Essays on the Determinants of International Equity Flows
In this dissertation, I address the topic of the determinants of international equity flows in three segments. The first segment discusses the determinants of OFDI from developing countries, with evidence from China. The focus is on the impact of host country’s institutions, exchange rate volatility and natural resources on China’s OFDI. I perform an econometric analysis for 2003-2013 on 49 countries. Using fixed effects regressions, our results reveal that China’s OFDI is invested in countries with relatively poor institutional quality and abundant natural resources. Exchange rate variability has a dampening effect on China’s OFDI. The relative appreciation of the Chinese RMB enhances OFDI flows. China’s OFDI is also associated with larger market size and greater openness of the host country.

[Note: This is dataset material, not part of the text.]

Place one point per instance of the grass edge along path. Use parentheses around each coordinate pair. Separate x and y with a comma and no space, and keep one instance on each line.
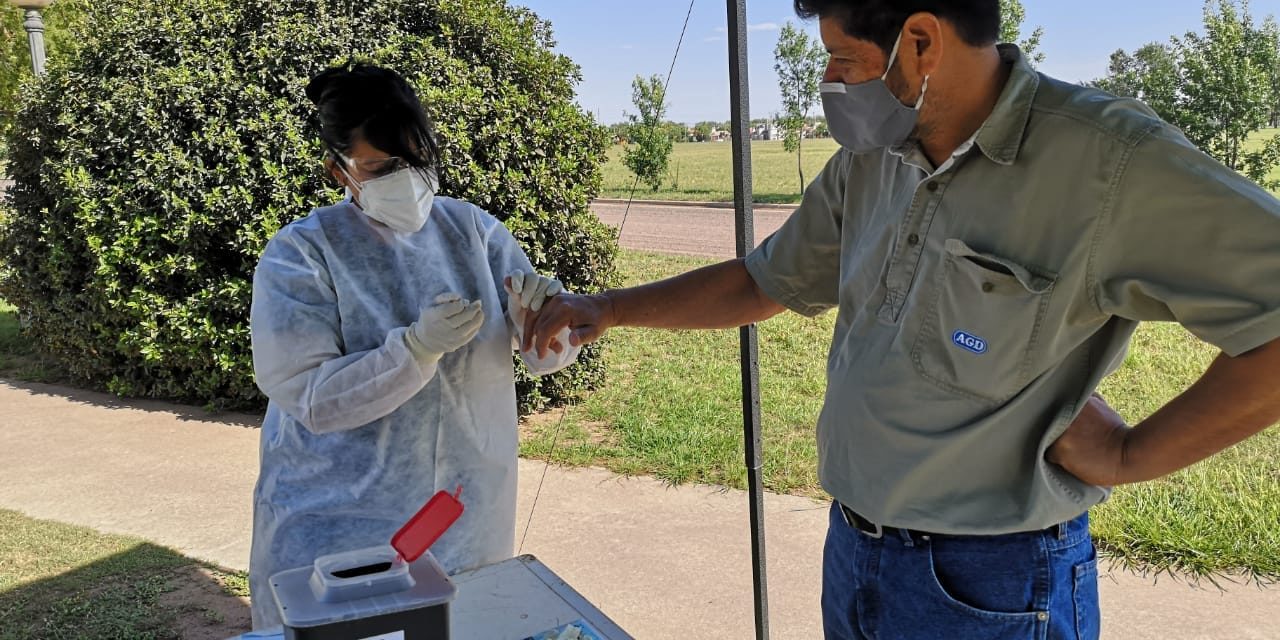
(60,581)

In the second segment, I examine the determinants of the composition of international equity flows, at the level of the source country. Based on the theory of trade-off between information-efficiency and reselling price, this part focuses on the effects of investors’ expectations of liquidity needs in the source country, which is instrumented by external debt liabilities of the source country. Using TSLS as well as Dynamic Panel Data GMM estimations on a panel data of 91 countries during 1985-2011, I find that the ratio of FPI to FDI is higher when there are expectations of liquidity shortage in the future, and higher past ratio leads to higher present FPI to FDI composition. In the third segment, I further investigate the determinants of the composition of FPI vs FDI in a gravity model including the factors from both the source and host country. I perform econometric analysis with the bilateral external asset stocks between 18 countries during 2001-2011 and the results support the major hypotheses in segment 2. In addition, I find that the depreciation of host country currency increases the ratio of FPI/FDI. Longer distance reduces FPI, but the impact on FDI and the ratio of FPI/FDI are not significant. Host countries with larger GDP, more stable political environment, and more foreign reserves attract more FPI, while countries that are more open to international trade attract more FDI.
Li, Yang, "Essays on the Determinants of International Equity Flows" (2017). ETD Collection for Fordham University. AAI10278298.